Seattle PI     December 18, 2008
According to Deroy Murdock of the Far-Right Hoover Institute, "global cooling" is here. And of course, in this editorial we're subjected to all of the usual arguments that anyone who passed high school chemistry and physics would see through immediately: snowfall is on the rise! (exactly as global warming predicts)... look at all these people who think global warming isn't happening! (none of whom are climate scientists, and as though evidence aside, if lots of people with important sounding titles are saying so it must be true... whether those people are climate science literate or not).
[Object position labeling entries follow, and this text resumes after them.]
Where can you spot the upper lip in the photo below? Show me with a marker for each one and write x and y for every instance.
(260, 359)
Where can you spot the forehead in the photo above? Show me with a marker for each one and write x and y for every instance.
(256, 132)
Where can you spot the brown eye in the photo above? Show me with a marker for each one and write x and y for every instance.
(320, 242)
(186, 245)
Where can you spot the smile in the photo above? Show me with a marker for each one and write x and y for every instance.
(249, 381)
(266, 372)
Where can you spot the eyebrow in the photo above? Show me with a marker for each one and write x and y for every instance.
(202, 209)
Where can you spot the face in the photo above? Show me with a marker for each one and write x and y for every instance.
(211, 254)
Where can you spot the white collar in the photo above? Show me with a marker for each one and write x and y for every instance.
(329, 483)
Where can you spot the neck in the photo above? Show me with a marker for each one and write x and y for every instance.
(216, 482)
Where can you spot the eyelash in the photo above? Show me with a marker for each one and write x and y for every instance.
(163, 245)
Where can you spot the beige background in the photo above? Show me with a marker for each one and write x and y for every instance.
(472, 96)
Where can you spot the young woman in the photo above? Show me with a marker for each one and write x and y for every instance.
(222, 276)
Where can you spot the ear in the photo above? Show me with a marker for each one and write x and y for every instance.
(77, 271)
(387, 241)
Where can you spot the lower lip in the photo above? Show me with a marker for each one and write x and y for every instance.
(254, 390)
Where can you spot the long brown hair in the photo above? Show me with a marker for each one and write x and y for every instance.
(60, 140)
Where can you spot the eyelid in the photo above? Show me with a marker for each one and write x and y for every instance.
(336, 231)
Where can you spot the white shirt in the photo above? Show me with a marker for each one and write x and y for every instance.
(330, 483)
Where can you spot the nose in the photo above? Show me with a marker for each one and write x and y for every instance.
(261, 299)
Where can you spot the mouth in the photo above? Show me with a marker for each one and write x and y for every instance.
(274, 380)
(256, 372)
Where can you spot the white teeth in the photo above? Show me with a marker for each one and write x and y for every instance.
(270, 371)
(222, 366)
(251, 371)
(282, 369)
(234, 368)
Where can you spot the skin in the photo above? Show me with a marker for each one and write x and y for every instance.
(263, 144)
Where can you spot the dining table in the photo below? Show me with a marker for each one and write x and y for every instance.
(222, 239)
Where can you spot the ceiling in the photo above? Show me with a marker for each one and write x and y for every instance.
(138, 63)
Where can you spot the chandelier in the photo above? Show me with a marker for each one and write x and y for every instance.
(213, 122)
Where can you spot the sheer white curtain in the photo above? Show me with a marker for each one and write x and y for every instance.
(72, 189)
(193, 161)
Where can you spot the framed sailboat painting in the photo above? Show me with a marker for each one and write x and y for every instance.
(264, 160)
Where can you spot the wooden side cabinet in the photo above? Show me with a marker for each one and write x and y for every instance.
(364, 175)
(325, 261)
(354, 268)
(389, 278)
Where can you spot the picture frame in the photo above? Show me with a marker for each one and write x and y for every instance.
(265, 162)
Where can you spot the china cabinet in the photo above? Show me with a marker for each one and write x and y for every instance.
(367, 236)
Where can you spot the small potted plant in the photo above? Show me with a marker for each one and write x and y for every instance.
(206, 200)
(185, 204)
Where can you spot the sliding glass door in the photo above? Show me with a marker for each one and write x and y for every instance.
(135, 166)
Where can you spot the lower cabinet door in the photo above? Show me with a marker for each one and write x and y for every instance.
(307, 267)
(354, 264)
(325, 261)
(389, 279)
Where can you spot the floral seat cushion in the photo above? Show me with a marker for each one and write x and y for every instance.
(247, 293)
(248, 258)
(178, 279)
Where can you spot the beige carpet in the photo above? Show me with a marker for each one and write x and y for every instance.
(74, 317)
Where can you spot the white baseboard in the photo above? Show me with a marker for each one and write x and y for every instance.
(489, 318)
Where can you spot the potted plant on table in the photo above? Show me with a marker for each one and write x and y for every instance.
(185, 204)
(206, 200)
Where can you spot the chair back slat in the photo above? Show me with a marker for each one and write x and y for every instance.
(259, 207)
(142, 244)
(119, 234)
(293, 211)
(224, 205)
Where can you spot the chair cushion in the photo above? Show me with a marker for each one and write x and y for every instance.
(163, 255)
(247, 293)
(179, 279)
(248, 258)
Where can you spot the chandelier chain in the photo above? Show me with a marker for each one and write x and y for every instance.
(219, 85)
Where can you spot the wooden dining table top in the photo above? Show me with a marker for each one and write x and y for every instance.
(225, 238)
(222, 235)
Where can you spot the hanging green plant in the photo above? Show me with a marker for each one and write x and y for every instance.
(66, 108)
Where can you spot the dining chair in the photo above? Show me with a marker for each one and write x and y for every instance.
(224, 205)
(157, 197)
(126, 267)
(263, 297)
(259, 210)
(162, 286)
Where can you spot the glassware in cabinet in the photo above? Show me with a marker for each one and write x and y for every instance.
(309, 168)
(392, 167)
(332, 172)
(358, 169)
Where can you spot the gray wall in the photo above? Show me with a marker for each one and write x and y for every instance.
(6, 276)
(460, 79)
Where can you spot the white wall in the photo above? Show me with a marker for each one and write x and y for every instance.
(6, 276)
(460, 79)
Even in the most hopeful of times, some things never change.


Seattle Times     December 9, 2008
Cooperation works! The conflict between salmon and farms around the Skagit River took a more cooperative turn today, when farmers and an Indian tribe announced they both would lobby for nearly 200 acres of state land to be converted back to tidal estuary. The proposed deal is meant to end a lawsuit between the Swinomish Tribe and a Skagit County district that maintains dikes and tidegates that keep Puget Sound and the Skagit River from flooding farmland.


Amazon.com     November 4, 2008
Antony Flew, one of the most influential of 20th century philosophers and one of atheism's greatest champions, has backed down. In this book, Flew acknowledges concedes that atheism has little or no rational merit. He does not side with any particular religion, or even with a personal God. But for someone of his caliber to admit that reason and evidence support the existence of God is a significant blow to the atheist mantra that faith is somehow "irrational."